Given that basic choice, blunders and crimes on a horrendous scale were inevitable. That does not mean they were excusable. 'It is written that offences must come, but woe unto him from whom they come.' I've held this view for about thirty years, whatever the shifts in my mere opinions about socialism. I have said that even in an anarcho-capitalist Galaxy, there could be statues of Stalin under other suns. I have a very critical view about socialism, to say nothing of Leninism and Stalinism, but I have a great love for the Soviet Union. This is not revisionism. This is mainstream historical orthodoxy. This not ideology. This is elementary British, Soviet and European patriotism - and American too, did you but know it. My father hated Communism, and was deeply distressed at my identification with even a critical communism, but he remembered with pride hearing a sermon of thanks after Stalingrad, and he counted among his friends a deacon who in my hearing recalled without regret a massacre of German prisoners by the Yugoslav Communist partisans he had parachuted in to help. I am not going to spit on the Red soldiers' and Red partisans' graves for the sake of 'civil discourse' with you or anybody else.

For what was the situation the rulers of the Soviet Union faced at the end of the twenties? The peoples of the Soviet Union were the 'untermenschen' marked for extermination and enslavement. They were for the most part backward and ignorant peasants. In modern warfare they had not a chance in hell. Not only Hitler, but significant and powerful sections of the German ruling class, saw the former Russian empire as Germany's future colonial empire and 'lebensraum'. And the rulers of the other empires, the good liberal democratic colonial empires, were only too keen to point the Germans in that direction, and away from their own. (That's why I hate the Tories, by the way: for most them it was class before country, every time, and for many of them it still is. Well then: 'It will go hard but I will better the instruction.' Class before country.)

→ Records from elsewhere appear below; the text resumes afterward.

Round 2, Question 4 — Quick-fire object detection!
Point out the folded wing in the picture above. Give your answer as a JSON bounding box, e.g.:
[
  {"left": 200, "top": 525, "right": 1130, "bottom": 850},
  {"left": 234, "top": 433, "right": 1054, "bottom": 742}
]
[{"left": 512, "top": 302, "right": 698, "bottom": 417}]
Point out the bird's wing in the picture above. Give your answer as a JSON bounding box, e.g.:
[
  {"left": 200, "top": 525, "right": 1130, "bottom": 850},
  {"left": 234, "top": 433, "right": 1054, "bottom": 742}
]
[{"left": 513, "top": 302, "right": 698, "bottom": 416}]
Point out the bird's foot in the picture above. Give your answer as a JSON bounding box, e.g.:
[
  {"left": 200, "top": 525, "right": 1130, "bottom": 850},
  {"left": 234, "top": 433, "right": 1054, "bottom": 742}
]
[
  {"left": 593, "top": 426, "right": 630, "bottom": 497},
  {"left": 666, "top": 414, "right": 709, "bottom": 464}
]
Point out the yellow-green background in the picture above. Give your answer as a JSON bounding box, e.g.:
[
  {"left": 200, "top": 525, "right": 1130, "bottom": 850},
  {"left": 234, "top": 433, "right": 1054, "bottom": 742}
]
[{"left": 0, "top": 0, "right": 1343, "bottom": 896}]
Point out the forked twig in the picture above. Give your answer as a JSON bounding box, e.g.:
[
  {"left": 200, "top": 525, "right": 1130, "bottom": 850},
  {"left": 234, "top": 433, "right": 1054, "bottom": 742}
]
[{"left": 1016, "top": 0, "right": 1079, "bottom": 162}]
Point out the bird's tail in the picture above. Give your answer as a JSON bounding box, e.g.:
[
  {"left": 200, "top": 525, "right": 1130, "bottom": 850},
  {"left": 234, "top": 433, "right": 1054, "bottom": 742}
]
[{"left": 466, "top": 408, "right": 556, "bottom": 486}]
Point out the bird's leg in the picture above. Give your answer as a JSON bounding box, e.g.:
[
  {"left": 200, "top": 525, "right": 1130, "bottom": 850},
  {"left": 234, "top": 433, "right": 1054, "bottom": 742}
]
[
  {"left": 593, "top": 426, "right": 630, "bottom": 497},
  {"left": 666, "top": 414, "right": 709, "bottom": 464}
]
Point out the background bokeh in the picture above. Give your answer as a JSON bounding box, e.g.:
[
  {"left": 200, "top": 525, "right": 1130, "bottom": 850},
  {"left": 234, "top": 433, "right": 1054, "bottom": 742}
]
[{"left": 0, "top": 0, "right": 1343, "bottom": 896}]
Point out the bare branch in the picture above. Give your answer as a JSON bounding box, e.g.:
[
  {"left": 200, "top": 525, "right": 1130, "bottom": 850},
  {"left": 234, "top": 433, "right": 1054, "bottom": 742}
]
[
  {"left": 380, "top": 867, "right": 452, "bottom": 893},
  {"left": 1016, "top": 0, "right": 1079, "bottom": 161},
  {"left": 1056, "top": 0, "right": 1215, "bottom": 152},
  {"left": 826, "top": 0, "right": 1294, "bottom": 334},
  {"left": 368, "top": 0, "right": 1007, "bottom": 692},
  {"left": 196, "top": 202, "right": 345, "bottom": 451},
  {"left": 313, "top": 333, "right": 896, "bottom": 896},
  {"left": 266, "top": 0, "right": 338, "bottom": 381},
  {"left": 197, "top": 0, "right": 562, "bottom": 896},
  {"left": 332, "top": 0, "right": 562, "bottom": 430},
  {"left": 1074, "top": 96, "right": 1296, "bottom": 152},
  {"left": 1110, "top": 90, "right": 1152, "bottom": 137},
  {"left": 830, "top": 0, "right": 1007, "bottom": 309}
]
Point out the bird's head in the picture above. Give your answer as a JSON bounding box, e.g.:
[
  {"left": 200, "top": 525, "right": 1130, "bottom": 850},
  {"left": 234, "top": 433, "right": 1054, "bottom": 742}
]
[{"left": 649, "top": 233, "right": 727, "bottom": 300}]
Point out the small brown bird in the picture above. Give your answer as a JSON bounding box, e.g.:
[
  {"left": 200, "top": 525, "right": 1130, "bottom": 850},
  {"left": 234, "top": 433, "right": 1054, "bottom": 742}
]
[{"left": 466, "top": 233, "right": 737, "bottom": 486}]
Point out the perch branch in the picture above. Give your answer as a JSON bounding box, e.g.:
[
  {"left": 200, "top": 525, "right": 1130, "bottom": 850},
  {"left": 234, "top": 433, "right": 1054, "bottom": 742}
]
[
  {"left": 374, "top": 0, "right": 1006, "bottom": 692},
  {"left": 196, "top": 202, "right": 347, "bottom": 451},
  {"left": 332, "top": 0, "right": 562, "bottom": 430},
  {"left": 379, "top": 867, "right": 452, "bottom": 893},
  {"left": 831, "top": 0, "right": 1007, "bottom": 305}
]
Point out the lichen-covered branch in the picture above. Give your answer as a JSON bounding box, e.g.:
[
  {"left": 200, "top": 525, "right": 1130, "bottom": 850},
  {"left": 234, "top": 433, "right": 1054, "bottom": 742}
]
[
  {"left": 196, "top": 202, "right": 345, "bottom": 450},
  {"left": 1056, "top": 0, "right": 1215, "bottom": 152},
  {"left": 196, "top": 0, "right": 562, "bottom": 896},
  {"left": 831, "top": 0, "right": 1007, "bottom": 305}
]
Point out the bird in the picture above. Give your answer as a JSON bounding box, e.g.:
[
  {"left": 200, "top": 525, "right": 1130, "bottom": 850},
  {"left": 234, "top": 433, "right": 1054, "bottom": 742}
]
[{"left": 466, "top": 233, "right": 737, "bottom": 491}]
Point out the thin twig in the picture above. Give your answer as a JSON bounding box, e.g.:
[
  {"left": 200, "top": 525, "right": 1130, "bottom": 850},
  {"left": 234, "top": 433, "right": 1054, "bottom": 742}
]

The rulers of the Soviet Union, that empire of untermenschen facing extermination or enslavement, knew what was coming. They knew that, in a decade or less, an army from the future would fill their horizon with a storm of steel. There was no way of avoiding it. There was no way of preparing for it without the most horrendous efforts, the most drastic expedients, to drive and dragoon their empire into the twentieth century. As I've said elsewhere, they had to beat their ploughboys into swordsmen. And if they chose that, there would be those who would flinch, those who would panic, those who would revolt and those who would betray. There was no way of knowing in advance who these might be. There was no benefit of the doubt to be given doubters. One slip could be fatal. There was not an inch to be given. The costs would be horrific. The price was madness. The reward was infamy. But it was that - or death.

As Stalin said in 1931:

'We are fifty or a hundred years behind the advanced countries. We must make good this distance in ten years. Either we do it, or they crush us.'

Everything that was defensible in Stalinism, and everything I would defend about the Soviet Union, is in these three sentences. Everything else was negotiable, was debatable, could have been done otherwise, can be criticised, denounced, condemned. And I have done so often enough, but not enough to satisfy you and your ilk. Nothing that I say ever would be, and please God it never will.

[Afterword: the above piece shocked me almost as soon as I had posted it, and gave rise to some painful reflections. It is confused and wrong. Please allow me some time to sort this mess out.]